The evaporation time (~700 Myr) is nearly the same as the Earth-consumption time (~500 Myr – 1 Gyr). This isn't coincidental — the critical mass is defined as where accretion and evaporation balance, so both rates give similar timescales at that mass. The same black hole either consumes a planet or quietly evaporates depending entirely on whether you put stuff around it.

What the evaporation looks like

The black hole spends most of its lifetime barely changing. Since M(t) = M₀(1 − t/t_evap)^{1/3}, the mass stays within 10% of M₀ for the first 70% of the lifetime. Then the ending is abrupt.

For 700 million years: a ~100 GW point source of ~100 keV gamma rays and neutrinos. At the Moon's distance from Earth, the flux is ~10⁻⁷ W/m² — invisible to the naked eye but detectable by a gamma-ray telescope as a faint, bizarrely hard point source with no spectral lines.

Last ~500,000 years (M drops below 10¹⁰ kg): temperature exceeds 1 MeV, electron-positron pairs switch on, luminosity climbing to ~10 TW.

Last ~50 years (M ~ 10⁸ kg): T ~ 100 MeV, muons and pions emitted. Luminosity ~10⁶ TW. Visible as a bright gamma-ray star.

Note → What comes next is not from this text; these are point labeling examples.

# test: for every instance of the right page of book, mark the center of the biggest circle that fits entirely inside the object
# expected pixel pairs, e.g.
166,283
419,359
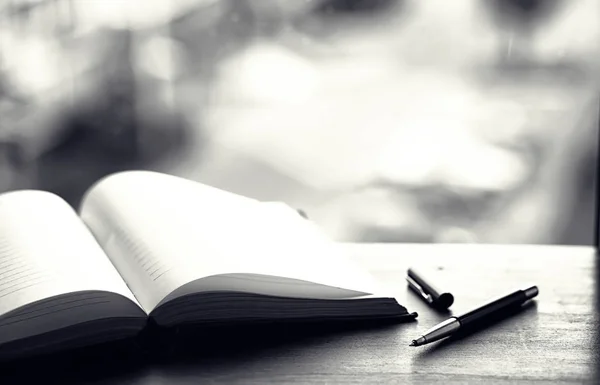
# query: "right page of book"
163,232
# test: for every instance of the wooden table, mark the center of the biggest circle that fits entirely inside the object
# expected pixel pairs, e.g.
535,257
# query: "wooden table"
554,341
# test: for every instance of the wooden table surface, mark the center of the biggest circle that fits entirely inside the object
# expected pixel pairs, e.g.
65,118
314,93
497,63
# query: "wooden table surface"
554,341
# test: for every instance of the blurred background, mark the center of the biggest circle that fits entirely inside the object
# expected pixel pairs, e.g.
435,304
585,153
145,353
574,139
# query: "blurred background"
384,120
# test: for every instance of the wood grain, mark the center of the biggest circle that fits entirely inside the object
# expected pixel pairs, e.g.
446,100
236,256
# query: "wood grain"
554,341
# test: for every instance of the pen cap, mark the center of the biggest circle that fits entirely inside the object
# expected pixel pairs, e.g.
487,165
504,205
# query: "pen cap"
431,294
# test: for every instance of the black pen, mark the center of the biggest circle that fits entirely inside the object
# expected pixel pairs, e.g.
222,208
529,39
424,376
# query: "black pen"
467,320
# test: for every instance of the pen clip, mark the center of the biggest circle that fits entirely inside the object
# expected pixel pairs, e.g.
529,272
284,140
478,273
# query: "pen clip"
419,290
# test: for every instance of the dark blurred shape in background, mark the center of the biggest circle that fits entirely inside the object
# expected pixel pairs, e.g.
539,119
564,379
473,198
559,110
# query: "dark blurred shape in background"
385,120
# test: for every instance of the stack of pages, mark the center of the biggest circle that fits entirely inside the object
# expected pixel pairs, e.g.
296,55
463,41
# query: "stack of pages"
148,245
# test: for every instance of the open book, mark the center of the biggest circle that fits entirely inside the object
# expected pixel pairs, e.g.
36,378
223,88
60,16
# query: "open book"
146,245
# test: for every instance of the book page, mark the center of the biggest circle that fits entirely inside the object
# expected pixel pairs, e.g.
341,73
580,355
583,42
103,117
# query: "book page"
162,232
146,222
45,251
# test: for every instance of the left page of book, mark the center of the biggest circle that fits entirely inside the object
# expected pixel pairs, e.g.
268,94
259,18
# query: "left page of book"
53,273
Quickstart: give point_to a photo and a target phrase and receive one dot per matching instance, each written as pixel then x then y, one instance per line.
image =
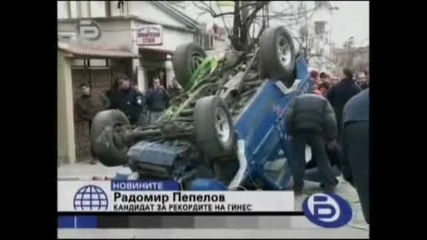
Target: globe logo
pixel 90 197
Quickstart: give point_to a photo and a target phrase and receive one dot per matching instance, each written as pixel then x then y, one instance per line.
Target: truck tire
pixel 277 55
pixel 110 152
pixel 186 58
pixel 214 127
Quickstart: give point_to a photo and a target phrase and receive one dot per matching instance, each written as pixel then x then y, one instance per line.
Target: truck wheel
pixel 214 127
pixel 277 55
pixel 105 145
pixel 186 58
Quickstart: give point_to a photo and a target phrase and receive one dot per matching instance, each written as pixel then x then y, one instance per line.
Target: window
pixel 320 28
pixel 63 10
pixel 74 12
pixel 84 9
pixel 119 8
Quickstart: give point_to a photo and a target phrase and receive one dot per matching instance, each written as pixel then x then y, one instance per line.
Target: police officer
pixel 355 147
pixel 128 100
pixel 311 121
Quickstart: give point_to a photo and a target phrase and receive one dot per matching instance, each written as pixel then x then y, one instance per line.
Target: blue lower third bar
pixel 78 222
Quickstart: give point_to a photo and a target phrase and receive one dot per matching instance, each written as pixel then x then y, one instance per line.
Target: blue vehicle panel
pixel 261 125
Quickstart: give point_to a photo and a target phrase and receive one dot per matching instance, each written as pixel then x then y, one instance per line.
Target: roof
pixel 94 52
pixel 177 14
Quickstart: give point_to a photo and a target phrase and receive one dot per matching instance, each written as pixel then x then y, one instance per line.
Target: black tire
pixel 270 59
pixel 183 61
pixel 205 118
pixel 102 138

Last ~1 second (M ~ 10⁶ kg): T ~ 100 GeV, all Standard Model particles pouring out — quarks, W/Z bosons, Higgs. Luminosity ~10²³ W (a fraction of solar luminosity concentrated in hard gamma). Energy released: ~20 megatons of TNT.

Last microsecond (M ~ 10⁴ kg): luminosity ~10²⁹ W. The remaining ~10²¹ J converts to a burst of every elementary particle in nature. The final flash, seen from Earth at ~300,000 km, would be a brief gamma-ray pulse roughly 150× the intensity of sunlight — lasting about a millisecond.

Then nothing. A marble-mass of energy has been returned to the universe as radiation, almost entirely as neutrinos that passed through the Earth without a trace.


Physical Constants Used

Constant Symbol Value
Gravitational constant G 6.674 × 10⁻¹¹ m³ kg⁻¹ s⁻²
Reduced Planck constant 1.055 × 10⁻³⁴ J·s
Speed of light c 3 × 10⁸ m/s
Boltzmann constant k_B 1.381 × 10⁻²³ J/K
Earth mass M_E 5.97 × 10²⁴ kg
Earth radius R_E 6.371 × 10⁶ m

Key References

  • Page, D. N. (1976). "Particle emission rates from a black hole: Massless particles from an uncharged, nonrotating hole." Physical Review D, 13(2), 198.
  • Bondi, H. (1952). "On spherically symmetrical accretion." Monthly Notices of the Royal Astronomical Society, 112(2), 195–204.
  • Hawking, S. W. (1974). "Black hole explosions?" Nature, 248(5443), 30–31.